Abstract

Genetic predisposition for meaningful health-domains of daily life such as peripheral muscle weakness and reduced functional capacity in patients with COPD is yet unknown. We aimed to find genetic variants associated with reduced functional status.

A cross-sectional study was conducted. Peripheral muscle strength was assessed with quadriceps maximum voluntary contraction and handgrip muscle strength. Functional capacity was determined using the six-minute walk test and the 1-minute sit-to-stand test. Hierarchical cluster analysis based on principal component analysis-transformed data of the 4 variables was conducted. A GWAS based on a logistic regression was performed, adjusted for age, sex, BMI, smoking status and FEV1pp.

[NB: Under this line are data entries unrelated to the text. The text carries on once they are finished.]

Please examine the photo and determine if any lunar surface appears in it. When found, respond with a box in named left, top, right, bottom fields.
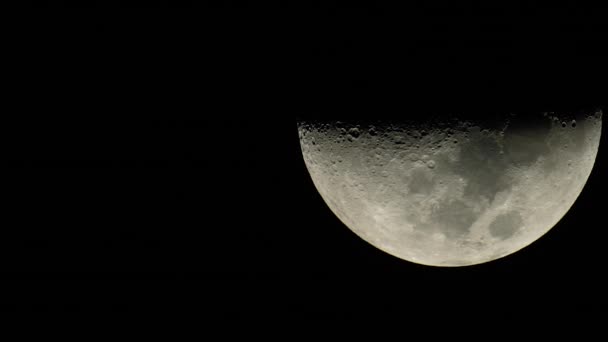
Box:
left=298, top=111, right=602, bottom=266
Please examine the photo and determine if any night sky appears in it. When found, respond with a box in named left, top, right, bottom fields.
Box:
left=5, top=2, right=608, bottom=317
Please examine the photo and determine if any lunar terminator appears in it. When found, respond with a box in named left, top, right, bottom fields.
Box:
left=298, top=111, right=602, bottom=266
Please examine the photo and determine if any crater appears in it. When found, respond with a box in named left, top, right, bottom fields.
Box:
left=433, top=201, right=477, bottom=238
left=489, top=211, right=524, bottom=240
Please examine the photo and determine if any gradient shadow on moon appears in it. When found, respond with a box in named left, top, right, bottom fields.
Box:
left=298, top=111, right=602, bottom=266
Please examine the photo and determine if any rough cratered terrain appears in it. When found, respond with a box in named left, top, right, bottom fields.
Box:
left=298, top=111, right=601, bottom=266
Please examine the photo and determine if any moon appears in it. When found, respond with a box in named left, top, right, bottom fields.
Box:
left=298, top=110, right=602, bottom=267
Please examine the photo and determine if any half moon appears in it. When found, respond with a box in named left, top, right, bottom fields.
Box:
left=298, top=111, right=602, bottom=266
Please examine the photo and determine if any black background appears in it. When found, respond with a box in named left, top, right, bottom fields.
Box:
left=0, top=1, right=608, bottom=317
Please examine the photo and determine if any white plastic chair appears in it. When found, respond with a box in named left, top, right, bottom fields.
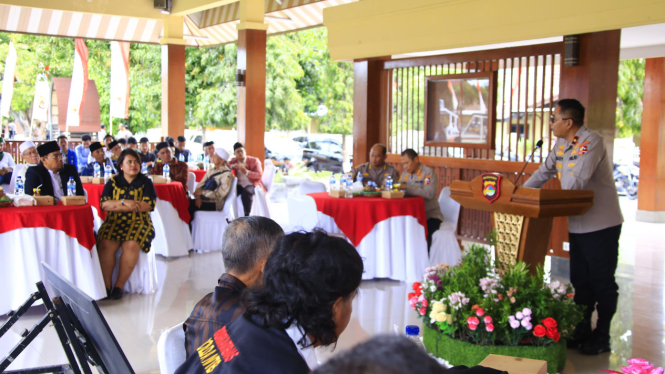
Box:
left=187, top=171, right=196, bottom=193
left=429, top=187, right=462, bottom=266
left=298, top=182, right=326, bottom=195
left=192, top=178, right=238, bottom=252
left=157, top=323, right=187, bottom=374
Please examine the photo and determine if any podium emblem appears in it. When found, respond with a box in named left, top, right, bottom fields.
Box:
left=482, top=174, right=501, bottom=204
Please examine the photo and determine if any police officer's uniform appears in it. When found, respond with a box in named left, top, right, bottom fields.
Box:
left=353, top=162, right=399, bottom=187
left=399, top=164, right=443, bottom=251
left=524, top=126, right=623, bottom=338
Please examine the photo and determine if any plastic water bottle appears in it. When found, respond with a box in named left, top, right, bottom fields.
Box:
left=104, top=164, right=113, bottom=184
left=93, top=162, right=102, bottom=178
left=406, top=325, right=427, bottom=351
left=14, top=176, right=24, bottom=196
left=67, top=177, right=76, bottom=196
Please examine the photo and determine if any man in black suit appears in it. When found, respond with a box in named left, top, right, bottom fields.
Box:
left=25, top=141, right=85, bottom=204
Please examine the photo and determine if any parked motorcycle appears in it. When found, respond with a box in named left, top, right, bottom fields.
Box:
left=614, top=164, right=640, bottom=200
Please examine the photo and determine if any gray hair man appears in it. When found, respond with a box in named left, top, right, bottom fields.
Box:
left=183, top=216, right=284, bottom=356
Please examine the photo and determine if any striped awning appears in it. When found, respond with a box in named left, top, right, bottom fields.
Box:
left=0, top=0, right=358, bottom=47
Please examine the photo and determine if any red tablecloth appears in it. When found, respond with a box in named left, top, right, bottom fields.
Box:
left=192, top=170, right=206, bottom=182
left=0, top=204, right=96, bottom=250
left=309, top=192, right=427, bottom=246
left=83, top=182, right=190, bottom=223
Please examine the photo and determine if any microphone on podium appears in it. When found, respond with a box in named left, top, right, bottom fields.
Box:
left=515, top=140, right=543, bottom=189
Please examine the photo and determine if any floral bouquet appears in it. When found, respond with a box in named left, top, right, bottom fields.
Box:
left=408, top=245, right=583, bottom=347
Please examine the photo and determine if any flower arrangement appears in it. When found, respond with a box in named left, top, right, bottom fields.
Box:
left=407, top=245, right=582, bottom=347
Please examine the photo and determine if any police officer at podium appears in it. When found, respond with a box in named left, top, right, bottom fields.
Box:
left=524, top=99, right=623, bottom=355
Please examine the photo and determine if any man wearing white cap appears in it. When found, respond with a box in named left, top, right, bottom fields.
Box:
left=189, top=147, right=235, bottom=219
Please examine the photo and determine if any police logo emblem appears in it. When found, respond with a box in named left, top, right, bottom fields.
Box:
left=482, top=174, right=501, bottom=204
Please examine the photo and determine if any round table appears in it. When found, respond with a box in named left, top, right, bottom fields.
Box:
left=308, top=192, right=429, bottom=282
left=0, top=204, right=106, bottom=314
left=83, top=182, right=194, bottom=257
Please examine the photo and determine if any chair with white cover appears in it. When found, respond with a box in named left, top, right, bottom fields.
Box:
left=192, top=178, right=238, bottom=252
left=187, top=171, right=196, bottom=194
left=298, top=182, right=326, bottom=195
left=429, top=187, right=462, bottom=266
left=157, top=323, right=187, bottom=374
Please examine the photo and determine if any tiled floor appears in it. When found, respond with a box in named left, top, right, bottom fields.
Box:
left=0, top=197, right=665, bottom=373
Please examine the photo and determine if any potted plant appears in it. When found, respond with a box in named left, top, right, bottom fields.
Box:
left=408, top=245, right=582, bottom=373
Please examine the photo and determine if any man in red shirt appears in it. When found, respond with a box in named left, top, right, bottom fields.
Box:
left=229, top=143, right=266, bottom=216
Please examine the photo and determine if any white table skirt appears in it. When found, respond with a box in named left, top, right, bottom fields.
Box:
left=0, top=227, right=106, bottom=315
left=318, top=212, right=429, bottom=283
left=150, top=198, right=194, bottom=257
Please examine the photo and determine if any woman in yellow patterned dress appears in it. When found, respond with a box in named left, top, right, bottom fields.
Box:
left=97, top=149, right=157, bottom=300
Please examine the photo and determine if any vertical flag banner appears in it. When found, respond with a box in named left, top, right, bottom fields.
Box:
left=110, top=41, right=130, bottom=119
left=32, top=73, right=51, bottom=122
left=0, top=41, right=16, bottom=117
left=67, top=39, right=88, bottom=127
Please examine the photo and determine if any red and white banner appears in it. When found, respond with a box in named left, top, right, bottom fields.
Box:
left=110, top=41, right=130, bottom=119
left=67, top=39, right=88, bottom=127
left=0, top=41, right=16, bottom=117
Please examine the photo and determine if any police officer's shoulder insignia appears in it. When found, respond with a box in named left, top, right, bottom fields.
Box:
left=482, top=174, right=501, bottom=204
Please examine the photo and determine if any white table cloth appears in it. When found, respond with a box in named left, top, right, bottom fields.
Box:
left=0, top=227, right=106, bottom=315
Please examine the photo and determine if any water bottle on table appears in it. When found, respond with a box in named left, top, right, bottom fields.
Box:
left=92, top=162, right=102, bottom=178
left=162, top=164, right=171, bottom=180
left=14, top=176, right=24, bottom=196
left=406, top=325, right=427, bottom=351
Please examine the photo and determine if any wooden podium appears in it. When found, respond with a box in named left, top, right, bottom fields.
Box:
left=450, top=174, right=594, bottom=274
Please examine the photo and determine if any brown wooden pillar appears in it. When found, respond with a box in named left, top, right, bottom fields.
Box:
left=238, top=25, right=267, bottom=161
left=353, top=57, right=390, bottom=167
left=636, top=57, right=665, bottom=223
left=559, top=30, right=621, bottom=160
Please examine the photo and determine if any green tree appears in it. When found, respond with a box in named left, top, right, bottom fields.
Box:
left=616, top=59, right=645, bottom=138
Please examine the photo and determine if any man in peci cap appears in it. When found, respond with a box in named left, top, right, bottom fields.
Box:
left=175, top=135, right=193, bottom=162
left=25, top=141, right=85, bottom=204
left=74, top=134, right=92, bottom=173
left=229, top=142, right=266, bottom=216
left=150, top=142, right=189, bottom=193
left=81, top=142, right=118, bottom=177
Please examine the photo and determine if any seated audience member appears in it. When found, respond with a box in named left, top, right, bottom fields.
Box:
left=127, top=136, right=139, bottom=152
left=151, top=142, right=189, bottom=193
left=16, top=140, right=39, bottom=184
left=175, top=135, right=194, bottom=162
left=58, top=135, right=78, bottom=170
left=74, top=134, right=92, bottom=173
left=312, top=335, right=502, bottom=374
left=25, top=141, right=85, bottom=204
left=229, top=143, right=266, bottom=216
left=97, top=149, right=157, bottom=300
left=176, top=231, right=363, bottom=374
left=183, top=217, right=284, bottom=357
left=399, top=149, right=443, bottom=253
left=189, top=147, right=234, bottom=218
left=81, top=142, right=118, bottom=177
left=0, top=137, right=16, bottom=184
left=139, top=137, right=157, bottom=172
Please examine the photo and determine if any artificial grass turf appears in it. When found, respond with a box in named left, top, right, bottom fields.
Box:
left=423, top=326, right=566, bottom=374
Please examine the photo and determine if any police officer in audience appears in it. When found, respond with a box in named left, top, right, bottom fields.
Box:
left=25, top=141, right=85, bottom=204
left=524, top=99, right=623, bottom=355
left=352, top=143, right=399, bottom=188
left=399, top=149, right=443, bottom=253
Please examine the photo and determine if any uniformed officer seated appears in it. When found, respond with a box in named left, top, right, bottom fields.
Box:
left=176, top=231, right=363, bottom=374
left=399, top=148, right=443, bottom=253
left=352, top=143, right=399, bottom=188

209 people with COPD (67.9 ±7.9 years old; 21.2% female; FEV1pp 54.6 ±19.4) were included, of which 170 had genotyping data available. Three clusters have been found. Cluster 1 was characterized by patients of younger age, mostly male, less symptomatic, preserved muscle strength and functional capacity. Cluster 2 was characterised by a mild-to-moderate symptom burden, reduced muscle strength but preserved functional capacity. Cluster 3 was characterized by older patients, highly symptomatic, with a higher prevalence of women, peripheral muscle weakness and impaired functional capacity. We found 6 suggestive loci associated with cluster 3, that mapped to the genes GPC1, IQSEC1, PHACTR2, FAM177A1 and ANKRD11. FAM177A1 has been linked to myasthenic syndrome and hypotonia-cystinuria, conditions associated with muscle weakness and fatigability.

This study may help decoding the genetic architecture behind disease heterogeneity, creating avenues for personalised therapeutic approaches based on genetic background.